ここで筆者が主張しているのは、豪華設備は結局資産価値を下げる要因になりうるということ。プールや大浴場となると、管理に相当の手間暇と予算がかかるうえ、20年もすると老朽化して使われなくなるでしょう。すると、資産価値としてはマイナス要因に。それでもなぜデベロッパーが豪華設備を売り物にするのかというと、立地が弱いから、というわけです。
結局、豪華設備を売りにしたマンションは、長い目で見ると資産価値が低下しやすい物件ということになるでしょう。逆に資産価値が目減りしにくいのは、多くの人がほしがるよい立地にある物件です。
筆者は東京でいうなら「港区の青山と千代田区の番町」をあげています。郊外でいえば、主要な都市が連続している沿線。東海道線沿線に将来性があると指摘しています。
では、沖縄でいうなら? もはや新築マンションが立地する余地の少ない、那覇市内の人気エリアをあげることになるでしょう。新都心、真嘉比などを中心に、モノレール沿線を狙っておきたいところです。しかし、そういったエリアにはもう、マンションを建てられるほどまとまった土地がほとんど残っていません。

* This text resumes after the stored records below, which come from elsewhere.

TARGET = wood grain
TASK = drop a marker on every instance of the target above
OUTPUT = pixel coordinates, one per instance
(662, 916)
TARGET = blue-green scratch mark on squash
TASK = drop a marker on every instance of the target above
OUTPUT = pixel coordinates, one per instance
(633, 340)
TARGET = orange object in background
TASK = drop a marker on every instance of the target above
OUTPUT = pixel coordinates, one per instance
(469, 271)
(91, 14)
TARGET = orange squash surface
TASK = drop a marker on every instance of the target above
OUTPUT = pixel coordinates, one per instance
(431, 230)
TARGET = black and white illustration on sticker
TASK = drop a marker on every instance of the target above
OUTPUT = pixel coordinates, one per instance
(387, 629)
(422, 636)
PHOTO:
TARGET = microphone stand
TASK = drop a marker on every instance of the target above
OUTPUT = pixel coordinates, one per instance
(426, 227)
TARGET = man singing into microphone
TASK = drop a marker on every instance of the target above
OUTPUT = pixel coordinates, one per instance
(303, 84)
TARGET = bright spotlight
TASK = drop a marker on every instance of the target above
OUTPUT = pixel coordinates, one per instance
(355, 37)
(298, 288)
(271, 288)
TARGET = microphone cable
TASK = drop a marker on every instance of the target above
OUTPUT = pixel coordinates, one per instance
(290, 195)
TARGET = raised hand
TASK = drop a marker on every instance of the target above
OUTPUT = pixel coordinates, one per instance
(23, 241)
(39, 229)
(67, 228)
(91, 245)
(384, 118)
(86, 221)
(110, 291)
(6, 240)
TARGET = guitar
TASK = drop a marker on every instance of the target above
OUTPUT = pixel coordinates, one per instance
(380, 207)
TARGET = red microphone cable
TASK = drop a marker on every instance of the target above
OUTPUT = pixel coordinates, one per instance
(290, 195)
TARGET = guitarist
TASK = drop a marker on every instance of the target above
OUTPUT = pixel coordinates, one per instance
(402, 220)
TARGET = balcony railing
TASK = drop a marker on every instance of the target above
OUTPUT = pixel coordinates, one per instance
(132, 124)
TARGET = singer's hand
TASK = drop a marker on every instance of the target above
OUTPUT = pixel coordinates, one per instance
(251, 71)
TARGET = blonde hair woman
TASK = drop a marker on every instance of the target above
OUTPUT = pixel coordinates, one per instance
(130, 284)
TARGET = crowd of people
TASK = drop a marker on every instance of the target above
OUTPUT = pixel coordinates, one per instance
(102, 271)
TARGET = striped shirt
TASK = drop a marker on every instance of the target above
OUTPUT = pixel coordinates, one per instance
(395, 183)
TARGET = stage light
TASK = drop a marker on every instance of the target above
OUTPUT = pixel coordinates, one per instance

そのため、沖縄県内のデベロッパーは「郊外へ、郊外へ」と立地を移しています。
これから新築マンションを買う人は、よほど厳しく立地を吟味し「その街に将来性があるのか?」を考えておかないと、資産価値が激減するマンションを買ってしまう可能性があるでしょう。
本書は「立地」を非常に強く意識して書かれているため、遠い内地の事情であっても、十分に参考になると思います。